I implement a batch-based back-propagation algorithm for a neural network with one hidden layer and sigmoid activation function. The output layer is one-hot Sigmoid layer. The net of first layer is z1. After apply sigmoid it becomes a1. similarly, we have z2 and a2 for the second layer.
The back-propagation process is like this:
x, y = train_data, train_target
for i in range(0, num_passes):
# call
z1, a1, z2, a2 = predict(current_model, x)
# recall
derv_out2 = (y - a2) * (a2 * (1 - a2))
delta2 = np.matmul(np.transpose(a1), derv_out2) / train_size
dw2 = delta2 + reg_lambda * w2
db2 = np.mean(b2 * derv_out2, 0)
derv_out1 = a1 * np.reshape(np.sum(delta2 * w2, 1), [1, a1.shape[1]])
delta1 = np.matmul(np.transpose(x), derv_out1) / train_size
dw1 = delta1 + reg_lambda * w1
db1 = np.mean(b1 * derv_out1, 0)
# gradient descent parameter update
w1 += learning_rate * dw1
b1 += learning_rate * db1
w2 += learning_rate * dw2
b2 += learning_rate * db2
# assign new parameters to the model
current_model = {'w1': w1, 'b1': b1, 'w2': w2, 'b2': b2}
complete code file: link
The loss of the above algorithms is decreasing, but accuracy of classification is about random choice.

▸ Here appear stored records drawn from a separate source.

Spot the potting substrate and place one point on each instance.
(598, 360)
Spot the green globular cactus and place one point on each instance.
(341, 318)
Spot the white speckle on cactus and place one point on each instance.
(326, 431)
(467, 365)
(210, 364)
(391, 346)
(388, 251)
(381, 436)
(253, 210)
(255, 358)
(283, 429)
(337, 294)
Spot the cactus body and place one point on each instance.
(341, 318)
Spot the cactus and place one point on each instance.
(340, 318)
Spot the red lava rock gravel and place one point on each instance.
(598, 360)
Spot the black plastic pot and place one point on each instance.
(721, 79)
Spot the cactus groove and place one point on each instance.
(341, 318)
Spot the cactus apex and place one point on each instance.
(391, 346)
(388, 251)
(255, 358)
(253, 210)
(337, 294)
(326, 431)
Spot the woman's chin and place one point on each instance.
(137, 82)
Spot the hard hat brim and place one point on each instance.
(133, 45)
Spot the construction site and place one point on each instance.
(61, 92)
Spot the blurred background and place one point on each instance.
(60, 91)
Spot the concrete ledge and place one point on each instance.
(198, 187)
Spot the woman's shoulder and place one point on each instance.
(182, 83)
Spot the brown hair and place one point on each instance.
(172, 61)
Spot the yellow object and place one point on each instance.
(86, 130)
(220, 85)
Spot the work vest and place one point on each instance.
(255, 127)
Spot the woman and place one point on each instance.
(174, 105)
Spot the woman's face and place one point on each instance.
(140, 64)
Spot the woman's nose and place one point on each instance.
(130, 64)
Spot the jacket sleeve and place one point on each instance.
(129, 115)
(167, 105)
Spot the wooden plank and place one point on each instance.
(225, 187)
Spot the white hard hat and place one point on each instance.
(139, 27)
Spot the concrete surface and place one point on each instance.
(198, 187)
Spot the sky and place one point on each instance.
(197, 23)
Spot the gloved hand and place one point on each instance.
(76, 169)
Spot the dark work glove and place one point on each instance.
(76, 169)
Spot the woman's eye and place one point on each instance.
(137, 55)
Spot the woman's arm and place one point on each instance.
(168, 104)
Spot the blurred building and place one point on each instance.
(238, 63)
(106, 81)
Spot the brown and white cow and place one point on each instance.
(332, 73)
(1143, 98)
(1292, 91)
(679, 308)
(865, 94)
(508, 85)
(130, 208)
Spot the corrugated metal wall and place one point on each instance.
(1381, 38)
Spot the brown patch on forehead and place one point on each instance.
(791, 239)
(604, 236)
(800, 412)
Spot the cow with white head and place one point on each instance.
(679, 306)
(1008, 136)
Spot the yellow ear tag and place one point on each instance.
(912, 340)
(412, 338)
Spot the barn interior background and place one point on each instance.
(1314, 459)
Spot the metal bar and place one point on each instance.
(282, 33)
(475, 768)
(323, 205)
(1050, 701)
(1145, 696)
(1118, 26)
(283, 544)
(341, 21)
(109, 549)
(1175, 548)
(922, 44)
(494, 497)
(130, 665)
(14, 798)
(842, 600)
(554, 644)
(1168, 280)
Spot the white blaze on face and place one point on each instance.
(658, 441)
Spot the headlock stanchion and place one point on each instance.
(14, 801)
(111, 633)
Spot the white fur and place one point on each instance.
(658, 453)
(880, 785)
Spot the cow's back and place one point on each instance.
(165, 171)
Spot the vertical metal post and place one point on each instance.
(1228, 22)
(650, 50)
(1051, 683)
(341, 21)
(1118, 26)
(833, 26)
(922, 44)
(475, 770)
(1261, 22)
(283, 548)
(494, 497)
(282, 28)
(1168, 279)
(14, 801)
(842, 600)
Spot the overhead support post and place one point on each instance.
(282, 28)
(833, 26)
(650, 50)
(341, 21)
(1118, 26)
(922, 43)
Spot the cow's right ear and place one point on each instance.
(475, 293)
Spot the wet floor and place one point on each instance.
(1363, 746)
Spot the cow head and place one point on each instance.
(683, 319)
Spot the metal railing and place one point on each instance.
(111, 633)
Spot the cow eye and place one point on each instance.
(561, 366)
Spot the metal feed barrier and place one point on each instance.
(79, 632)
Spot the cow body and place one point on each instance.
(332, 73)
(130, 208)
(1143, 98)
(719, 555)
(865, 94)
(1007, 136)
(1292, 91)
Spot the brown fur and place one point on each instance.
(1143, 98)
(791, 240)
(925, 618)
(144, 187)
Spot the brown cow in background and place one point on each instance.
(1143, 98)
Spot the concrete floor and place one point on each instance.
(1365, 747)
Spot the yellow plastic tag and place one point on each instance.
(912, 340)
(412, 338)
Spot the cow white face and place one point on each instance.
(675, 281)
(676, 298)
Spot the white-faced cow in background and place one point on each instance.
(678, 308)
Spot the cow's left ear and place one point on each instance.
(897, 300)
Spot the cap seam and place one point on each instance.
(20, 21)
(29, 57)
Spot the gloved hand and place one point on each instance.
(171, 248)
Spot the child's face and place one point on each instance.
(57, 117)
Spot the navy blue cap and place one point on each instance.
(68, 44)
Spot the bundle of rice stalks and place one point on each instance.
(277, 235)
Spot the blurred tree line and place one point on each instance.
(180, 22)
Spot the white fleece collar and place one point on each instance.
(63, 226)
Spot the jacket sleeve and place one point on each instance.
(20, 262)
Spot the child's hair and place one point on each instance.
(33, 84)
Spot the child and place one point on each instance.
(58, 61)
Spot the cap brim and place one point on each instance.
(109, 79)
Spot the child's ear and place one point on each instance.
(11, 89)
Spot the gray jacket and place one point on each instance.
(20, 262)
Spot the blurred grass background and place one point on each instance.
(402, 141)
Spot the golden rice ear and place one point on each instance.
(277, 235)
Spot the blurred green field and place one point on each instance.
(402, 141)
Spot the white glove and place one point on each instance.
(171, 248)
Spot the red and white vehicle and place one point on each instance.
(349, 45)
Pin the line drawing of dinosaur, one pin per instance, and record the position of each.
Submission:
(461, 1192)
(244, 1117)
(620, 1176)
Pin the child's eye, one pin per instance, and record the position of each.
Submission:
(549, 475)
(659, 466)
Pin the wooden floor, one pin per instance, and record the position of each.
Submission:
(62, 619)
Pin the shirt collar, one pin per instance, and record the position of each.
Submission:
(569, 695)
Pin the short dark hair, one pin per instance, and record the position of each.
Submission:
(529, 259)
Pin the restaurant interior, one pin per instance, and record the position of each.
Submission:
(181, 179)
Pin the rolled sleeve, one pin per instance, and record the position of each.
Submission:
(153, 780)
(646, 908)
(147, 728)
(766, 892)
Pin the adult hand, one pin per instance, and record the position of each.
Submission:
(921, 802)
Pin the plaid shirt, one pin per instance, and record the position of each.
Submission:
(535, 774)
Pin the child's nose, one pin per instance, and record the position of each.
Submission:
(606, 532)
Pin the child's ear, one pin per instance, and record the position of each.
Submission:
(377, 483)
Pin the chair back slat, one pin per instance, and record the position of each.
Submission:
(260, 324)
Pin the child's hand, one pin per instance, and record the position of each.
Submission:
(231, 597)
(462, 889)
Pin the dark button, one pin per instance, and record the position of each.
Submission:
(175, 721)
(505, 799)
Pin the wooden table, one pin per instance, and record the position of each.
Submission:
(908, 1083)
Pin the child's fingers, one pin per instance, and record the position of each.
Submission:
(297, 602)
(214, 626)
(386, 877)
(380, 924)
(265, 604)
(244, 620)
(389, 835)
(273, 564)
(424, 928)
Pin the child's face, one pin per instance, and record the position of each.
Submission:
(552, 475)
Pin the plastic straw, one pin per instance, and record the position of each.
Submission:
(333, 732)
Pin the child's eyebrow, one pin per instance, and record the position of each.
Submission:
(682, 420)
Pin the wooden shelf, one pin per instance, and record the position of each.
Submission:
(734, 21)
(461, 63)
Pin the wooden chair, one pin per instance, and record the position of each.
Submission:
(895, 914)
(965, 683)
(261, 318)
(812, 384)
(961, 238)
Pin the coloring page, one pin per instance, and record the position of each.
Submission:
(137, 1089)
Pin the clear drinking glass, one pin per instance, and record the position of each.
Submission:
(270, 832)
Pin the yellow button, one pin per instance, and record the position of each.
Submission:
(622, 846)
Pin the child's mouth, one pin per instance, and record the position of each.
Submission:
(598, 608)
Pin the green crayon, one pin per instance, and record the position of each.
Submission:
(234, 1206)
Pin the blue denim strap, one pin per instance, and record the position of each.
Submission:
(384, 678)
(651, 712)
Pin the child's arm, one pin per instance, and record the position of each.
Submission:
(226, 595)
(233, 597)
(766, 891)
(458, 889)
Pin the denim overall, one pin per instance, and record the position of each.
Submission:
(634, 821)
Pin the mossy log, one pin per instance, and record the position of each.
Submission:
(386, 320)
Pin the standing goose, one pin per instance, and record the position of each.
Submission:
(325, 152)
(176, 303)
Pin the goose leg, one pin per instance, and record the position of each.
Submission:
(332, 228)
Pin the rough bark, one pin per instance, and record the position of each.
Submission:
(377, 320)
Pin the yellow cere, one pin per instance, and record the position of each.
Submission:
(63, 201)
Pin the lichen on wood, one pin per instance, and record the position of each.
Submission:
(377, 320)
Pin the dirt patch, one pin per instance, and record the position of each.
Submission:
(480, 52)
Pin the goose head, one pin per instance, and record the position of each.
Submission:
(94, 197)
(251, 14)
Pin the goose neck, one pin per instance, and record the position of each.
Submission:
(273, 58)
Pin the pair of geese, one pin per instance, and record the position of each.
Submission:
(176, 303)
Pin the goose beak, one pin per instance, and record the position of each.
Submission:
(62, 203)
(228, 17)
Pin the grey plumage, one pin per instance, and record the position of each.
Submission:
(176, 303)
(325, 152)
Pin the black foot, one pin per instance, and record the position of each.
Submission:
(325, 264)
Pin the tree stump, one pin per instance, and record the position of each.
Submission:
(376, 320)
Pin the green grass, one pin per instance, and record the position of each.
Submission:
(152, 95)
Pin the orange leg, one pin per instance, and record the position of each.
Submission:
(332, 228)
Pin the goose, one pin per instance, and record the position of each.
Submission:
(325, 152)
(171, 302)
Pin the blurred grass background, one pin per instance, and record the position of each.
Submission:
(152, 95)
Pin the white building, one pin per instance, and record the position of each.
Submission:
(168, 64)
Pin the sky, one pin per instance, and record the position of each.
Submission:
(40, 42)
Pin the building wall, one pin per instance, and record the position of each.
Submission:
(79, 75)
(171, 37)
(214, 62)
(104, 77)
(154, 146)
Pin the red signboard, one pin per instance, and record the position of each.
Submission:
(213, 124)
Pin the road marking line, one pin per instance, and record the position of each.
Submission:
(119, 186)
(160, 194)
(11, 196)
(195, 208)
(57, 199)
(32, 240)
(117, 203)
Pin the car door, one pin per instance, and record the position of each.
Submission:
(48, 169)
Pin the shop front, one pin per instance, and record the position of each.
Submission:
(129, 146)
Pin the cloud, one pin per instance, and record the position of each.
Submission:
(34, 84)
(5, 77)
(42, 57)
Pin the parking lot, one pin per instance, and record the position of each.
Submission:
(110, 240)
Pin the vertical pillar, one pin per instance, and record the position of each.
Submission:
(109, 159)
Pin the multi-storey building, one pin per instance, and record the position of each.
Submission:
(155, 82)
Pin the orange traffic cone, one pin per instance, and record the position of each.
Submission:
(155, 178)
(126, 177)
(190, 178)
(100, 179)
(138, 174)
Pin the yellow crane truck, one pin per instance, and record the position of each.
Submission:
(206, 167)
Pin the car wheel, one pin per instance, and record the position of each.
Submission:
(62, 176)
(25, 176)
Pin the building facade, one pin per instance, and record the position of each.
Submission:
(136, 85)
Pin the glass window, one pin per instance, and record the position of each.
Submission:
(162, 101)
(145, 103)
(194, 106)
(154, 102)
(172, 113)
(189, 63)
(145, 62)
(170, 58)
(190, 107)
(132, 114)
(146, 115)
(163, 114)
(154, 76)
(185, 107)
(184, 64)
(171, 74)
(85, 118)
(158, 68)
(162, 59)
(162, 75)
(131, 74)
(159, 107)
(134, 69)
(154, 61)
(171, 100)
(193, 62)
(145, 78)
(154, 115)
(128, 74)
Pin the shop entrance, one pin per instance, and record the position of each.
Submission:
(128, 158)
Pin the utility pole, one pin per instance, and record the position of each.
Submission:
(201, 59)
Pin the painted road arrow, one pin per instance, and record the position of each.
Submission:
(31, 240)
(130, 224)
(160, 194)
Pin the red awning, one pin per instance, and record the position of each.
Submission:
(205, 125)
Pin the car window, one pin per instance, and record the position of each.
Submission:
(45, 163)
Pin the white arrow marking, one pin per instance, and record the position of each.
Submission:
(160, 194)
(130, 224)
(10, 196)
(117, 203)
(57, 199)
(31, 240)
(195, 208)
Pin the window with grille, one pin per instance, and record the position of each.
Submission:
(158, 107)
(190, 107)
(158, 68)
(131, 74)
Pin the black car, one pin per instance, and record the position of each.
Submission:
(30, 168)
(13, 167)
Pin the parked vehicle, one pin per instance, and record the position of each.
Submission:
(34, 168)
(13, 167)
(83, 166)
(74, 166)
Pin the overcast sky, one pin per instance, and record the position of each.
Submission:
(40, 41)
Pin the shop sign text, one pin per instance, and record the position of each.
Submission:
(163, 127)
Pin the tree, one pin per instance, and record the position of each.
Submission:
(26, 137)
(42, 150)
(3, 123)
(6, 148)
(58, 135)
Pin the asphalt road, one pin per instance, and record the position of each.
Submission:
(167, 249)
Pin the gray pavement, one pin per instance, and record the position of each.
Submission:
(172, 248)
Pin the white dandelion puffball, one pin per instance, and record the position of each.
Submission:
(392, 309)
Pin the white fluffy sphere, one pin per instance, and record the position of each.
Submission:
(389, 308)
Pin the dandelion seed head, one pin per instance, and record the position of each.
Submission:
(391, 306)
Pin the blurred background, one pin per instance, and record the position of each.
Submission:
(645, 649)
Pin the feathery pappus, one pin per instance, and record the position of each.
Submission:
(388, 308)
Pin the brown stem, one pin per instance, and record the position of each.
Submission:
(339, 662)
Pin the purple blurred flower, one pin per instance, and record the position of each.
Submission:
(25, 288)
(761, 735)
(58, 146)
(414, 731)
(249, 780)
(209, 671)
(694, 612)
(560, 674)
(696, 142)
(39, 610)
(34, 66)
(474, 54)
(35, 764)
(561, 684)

What is the problem?
based on @bivouac0 comment, I try to tune learning rate. I found that learning rate of 0.1 or 0.01 is very low for elementary steps (causes long learning time). Afterward I implement adaptive approach to tune learning rate (increase the rate when loss is descending and decrease when ascending). Using this approach the accuracy improved significantly.